Non, non ! ne va point au Léthé, ni consommer
Le vin vénéneux de l’aconit aux fortes racines ;
Ne souffre pas non plus à ton front pâle le baiser
De la belladone, raisin vermeil de Proserpine ;
Ne te fais pas un chapelet des baies de l’if ;
Que ni le carabe ni le sphinx tête de mort
Ne soient ta lugubre Psyché, ni l’effraie duvetée
Une compagne à tes mystères douloureux ;
Ou l’ombre s’unira à l’ombre sommeilleuse
Pour noyer en ton âme l’angoisse qui veillait.

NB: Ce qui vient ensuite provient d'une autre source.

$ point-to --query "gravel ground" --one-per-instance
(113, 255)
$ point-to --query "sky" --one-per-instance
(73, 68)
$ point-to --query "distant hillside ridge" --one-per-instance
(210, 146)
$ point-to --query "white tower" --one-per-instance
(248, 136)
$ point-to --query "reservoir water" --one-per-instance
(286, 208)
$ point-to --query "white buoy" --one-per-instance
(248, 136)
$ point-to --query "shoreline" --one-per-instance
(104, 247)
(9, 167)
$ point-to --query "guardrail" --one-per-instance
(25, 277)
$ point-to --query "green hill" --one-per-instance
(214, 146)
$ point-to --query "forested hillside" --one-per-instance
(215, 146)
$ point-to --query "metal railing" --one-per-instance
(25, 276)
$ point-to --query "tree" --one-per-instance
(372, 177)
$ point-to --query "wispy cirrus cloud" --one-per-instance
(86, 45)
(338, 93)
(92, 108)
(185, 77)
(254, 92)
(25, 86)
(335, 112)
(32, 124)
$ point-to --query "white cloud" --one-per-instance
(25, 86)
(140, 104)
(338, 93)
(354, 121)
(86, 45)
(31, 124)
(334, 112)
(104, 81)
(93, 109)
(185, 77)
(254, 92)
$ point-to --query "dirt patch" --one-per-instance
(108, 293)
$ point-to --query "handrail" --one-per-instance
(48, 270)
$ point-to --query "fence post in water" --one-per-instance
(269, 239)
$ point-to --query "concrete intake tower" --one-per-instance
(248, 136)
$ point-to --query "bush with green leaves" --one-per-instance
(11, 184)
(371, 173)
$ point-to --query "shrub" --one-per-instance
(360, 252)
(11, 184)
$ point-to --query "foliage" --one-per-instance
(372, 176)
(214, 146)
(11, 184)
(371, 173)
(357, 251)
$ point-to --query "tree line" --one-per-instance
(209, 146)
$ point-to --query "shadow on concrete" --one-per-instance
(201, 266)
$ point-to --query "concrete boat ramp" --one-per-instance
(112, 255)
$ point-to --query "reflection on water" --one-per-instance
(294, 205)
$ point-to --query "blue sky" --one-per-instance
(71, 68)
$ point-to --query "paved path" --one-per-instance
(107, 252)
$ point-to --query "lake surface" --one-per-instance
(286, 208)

Mais quand du haut des cieux l’accès de mélancolie
Soudain s’abattra comme une nuée de larmes,
Redonnant vigueur aux fleurs qui ployaient,
Couvrant le vert coteau d’un suaire d’Avril,
Qu’une rose du matin rassasie ton chagrin,
Ou l’arc-en-ciel naissant de la vague et du sable,
Ou la profusion des globes de pivoines ;
Que si quelque courroux embellit ta maîtresse,
Tiens serrée sa main douce et permets son délire,
Buvant profond, profond dans ses yeux sans pareils.

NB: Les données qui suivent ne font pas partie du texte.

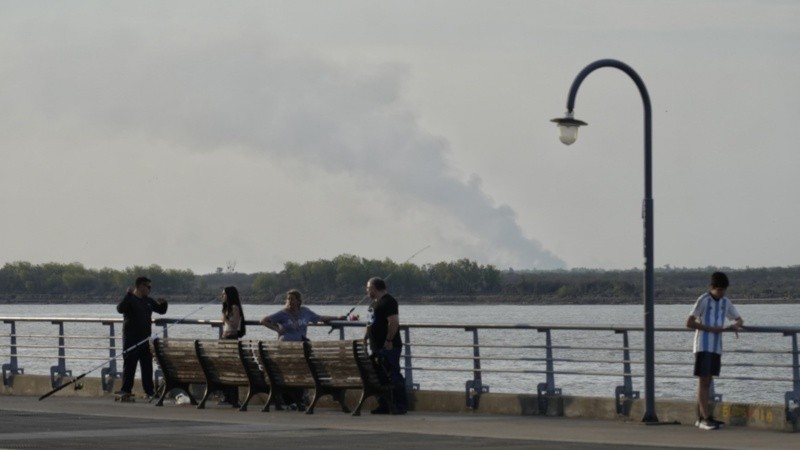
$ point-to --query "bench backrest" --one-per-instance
(285, 363)
(178, 360)
(221, 361)
(371, 374)
(332, 363)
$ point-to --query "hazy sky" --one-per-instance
(191, 134)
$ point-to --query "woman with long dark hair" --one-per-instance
(233, 327)
(232, 314)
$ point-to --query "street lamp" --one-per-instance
(569, 133)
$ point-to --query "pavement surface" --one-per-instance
(99, 423)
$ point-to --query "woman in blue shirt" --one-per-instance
(291, 323)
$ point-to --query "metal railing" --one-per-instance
(550, 351)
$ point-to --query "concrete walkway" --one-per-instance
(98, 423)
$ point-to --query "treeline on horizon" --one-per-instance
(346, 275)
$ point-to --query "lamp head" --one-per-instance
(568, 126)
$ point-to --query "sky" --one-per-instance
(245, 134)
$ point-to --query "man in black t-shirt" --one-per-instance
(383, 332)
(137, 311)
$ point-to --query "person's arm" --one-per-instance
(326, 319)
(235, 321)
(692, 323)
(122, 306)
(738, 323)
(267, 322)
(393, 327)
(160, 305)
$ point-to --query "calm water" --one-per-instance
(513, 351)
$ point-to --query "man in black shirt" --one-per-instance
(137, 311)
(383, 332)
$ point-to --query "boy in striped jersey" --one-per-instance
(708, 318)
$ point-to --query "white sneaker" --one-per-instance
(706, 424)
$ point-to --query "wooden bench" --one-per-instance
(374, 378)
(286, 368)
(341, 365)
(230, 363)
(178, 361)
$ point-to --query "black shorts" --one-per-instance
(707, 364)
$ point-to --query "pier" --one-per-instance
(99, 422)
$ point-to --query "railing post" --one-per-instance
(548, 388)
(59, 371)
(11, 369)
(625, 391)
(408, 371)
(108, 374)
(474, 388)
(792, 398)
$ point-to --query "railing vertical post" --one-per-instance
(60, 371)
(792, 398)
(548, 388)
(108, 374)
(408, 371)
(474, 387)
(625, 391)
(11, 369)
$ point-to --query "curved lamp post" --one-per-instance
(569, 133)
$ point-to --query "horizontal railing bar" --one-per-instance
(57, 336)
(345, 323)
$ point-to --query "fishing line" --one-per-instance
(124, 352)
(385, 278)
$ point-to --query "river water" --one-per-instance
(517, 354)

Elle demeure en la Beauté – Beauté qui doit périr ;
Et en la Joie, dont la main à ses lèvres à lui
Pour toujours dit adieu ; auprès du douloureux Plaisir,
Un poison que sa bouche, comme une abeille, aspire ;
Oui, c’est dans le temple même des Délices
Que se cache l’autel de la Mélancolie :
Seul le voit celui qui d’une langue énergique
A son palais délicat fait éclater les raisins de la Joie :
Son âme goûtera de Mélancolie le triste pouvoir,
Appendue parmi ses nuageux trophées.